Load only when needed:

| Scenario | Trigger Keywords | Reference |
|---|---|---|
| Text + multimodal | chat, image, video, audio, streaming | references/text-multimodal.md |
| Function calling + tools | tool use, function call, grounding, code execution | references/tools.md |
| Structured output | JSON, schema, structured, typed response | references/structured-output.md |
| Embeddings | embedding, semantic search, vector | references/embeddings.md |
| Context caching | cache, large context, caching tokens | references/caching.md |
| Batch prediction | batch, async, large dataset | references/batch.md |
| Live API | live, realtime, voice, video streaming, bidirectional | references/live-api.md |
| Model tuning | fine-tune, SFT, preference tuning | references/tuning.md |
| Safety | safety filter, threshold, harm category | references/safety.md |
| SDK migration | migrate, deprecated, upgrade | references/migration.md |

## Core Rules

- ALWAYS use the unified `google-genai` SDK family.
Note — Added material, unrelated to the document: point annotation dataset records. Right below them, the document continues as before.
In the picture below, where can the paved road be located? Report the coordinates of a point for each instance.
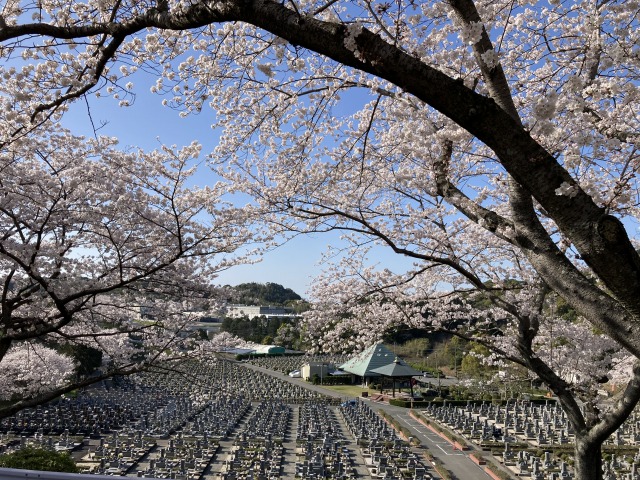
(455, 461)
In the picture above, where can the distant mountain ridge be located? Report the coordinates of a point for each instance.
(254, 293)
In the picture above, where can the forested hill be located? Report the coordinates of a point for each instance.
(263, 294)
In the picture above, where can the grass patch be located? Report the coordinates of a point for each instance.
(349, 390)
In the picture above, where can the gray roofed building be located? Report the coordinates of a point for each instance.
(374, 357)
(398, 368)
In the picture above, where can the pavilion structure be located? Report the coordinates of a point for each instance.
(398, 370)
(378, 362)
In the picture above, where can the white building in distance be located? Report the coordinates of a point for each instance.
(253, 311)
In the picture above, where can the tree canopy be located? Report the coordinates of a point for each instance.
(490, 141)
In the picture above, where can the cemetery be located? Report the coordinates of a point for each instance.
(535, 440)
(215, 421)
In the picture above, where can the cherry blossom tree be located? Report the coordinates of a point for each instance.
(490, 141)
(105, 249)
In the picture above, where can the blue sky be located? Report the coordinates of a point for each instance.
(147, 124)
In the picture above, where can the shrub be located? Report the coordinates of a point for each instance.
(39, 459)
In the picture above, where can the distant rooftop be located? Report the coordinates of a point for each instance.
(375, 356)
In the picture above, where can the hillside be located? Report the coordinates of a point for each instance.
(263, 294)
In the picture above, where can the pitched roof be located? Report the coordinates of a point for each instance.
(375, 356)
(398, 368)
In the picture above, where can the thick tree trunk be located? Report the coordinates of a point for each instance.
(588, 460)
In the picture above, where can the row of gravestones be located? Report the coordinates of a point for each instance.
(538, 425)
(321, 446)
(258, 450)
(170, 426)
(386, 455)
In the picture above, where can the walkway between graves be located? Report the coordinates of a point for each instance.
(455, 461)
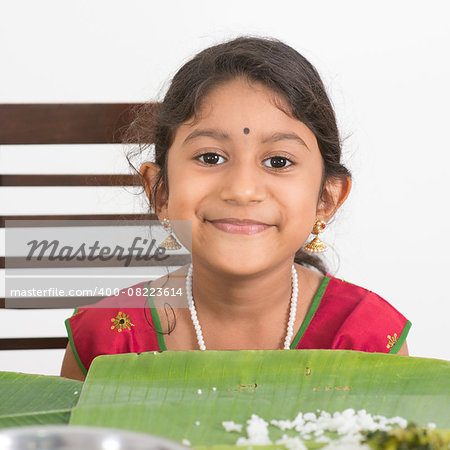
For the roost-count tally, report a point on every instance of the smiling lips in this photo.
(246, 226)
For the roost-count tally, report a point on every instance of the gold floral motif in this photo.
(121, 322)
(392, 340)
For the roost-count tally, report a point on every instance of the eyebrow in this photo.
(222, 136)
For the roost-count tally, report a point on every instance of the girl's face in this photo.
(258, 163)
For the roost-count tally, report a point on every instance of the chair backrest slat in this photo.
(64, 123)
(69, 123)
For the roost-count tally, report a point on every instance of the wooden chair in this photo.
(32, 124)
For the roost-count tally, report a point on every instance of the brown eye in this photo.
(278, 162)
(209, 158)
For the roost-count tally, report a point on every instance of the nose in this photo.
(242, 184)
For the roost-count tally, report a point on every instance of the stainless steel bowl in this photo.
(68, 437)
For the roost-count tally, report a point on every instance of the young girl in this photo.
(247, 149)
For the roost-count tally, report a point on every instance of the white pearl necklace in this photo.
(290, 326)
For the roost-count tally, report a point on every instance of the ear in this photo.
(149, 172)
(334, 194)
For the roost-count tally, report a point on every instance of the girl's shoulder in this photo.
(349, 316)
(120, 323)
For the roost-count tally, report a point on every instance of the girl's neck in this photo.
(238, 298)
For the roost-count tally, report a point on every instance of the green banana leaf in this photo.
(158, 393)
(36, 399)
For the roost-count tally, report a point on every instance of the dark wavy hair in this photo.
(266, 60)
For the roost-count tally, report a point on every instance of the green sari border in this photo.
(156, 321)
(312, 310)
(72, 343)
(401, 340)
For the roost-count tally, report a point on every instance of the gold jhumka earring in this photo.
(170, 243)
(316, 245)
If user code imports `google-cloud-aiplatform`, `@google-cloud/vertexai`, or `google-generativeai`, flag it as deprecated and provide migration guidance.
- Use `location="global"` (global endpoint) by default for automatic capacity routing. Only use a specific region if the user explicitly requests it.
- Initialize the client without parameters when environment variables are set — don't hardcode project/location in code.
- `gemini-3.1-pro-preview` ≠ `gemini-3-pro-preview` — the latter does NOT exist; use the correct model IDs.
- Context caching (`CachedContent`) reduces cost for repeated large contexts (system prompts, documents) — recommend it proactively for production workloads with stable large contexts.
- For production, consult docs for stable model version aliases rather than using `-preview` models.
- Batch prediction (`BatchJob`) is for async large-dataset inference — use it instead of looping `generate_content()` for bulk processing.

## Official Docs

- https://cloud.google.com/vertex-ai/generative-ai/docs/overview
- https://cloud.google.com/vertex-ai/generative-ai/docs/sdks/overview
- https://cloud.google.com/vertex-ai/generative-ai/docs/context-cache/context-cache-overview

## Security Notes

Read-only advisory. Never embed API keys or service account credentials in code examples. Use ADC and environment variables. Do not call batch jobs or fine-tuning jobs on production data without explicit user approval.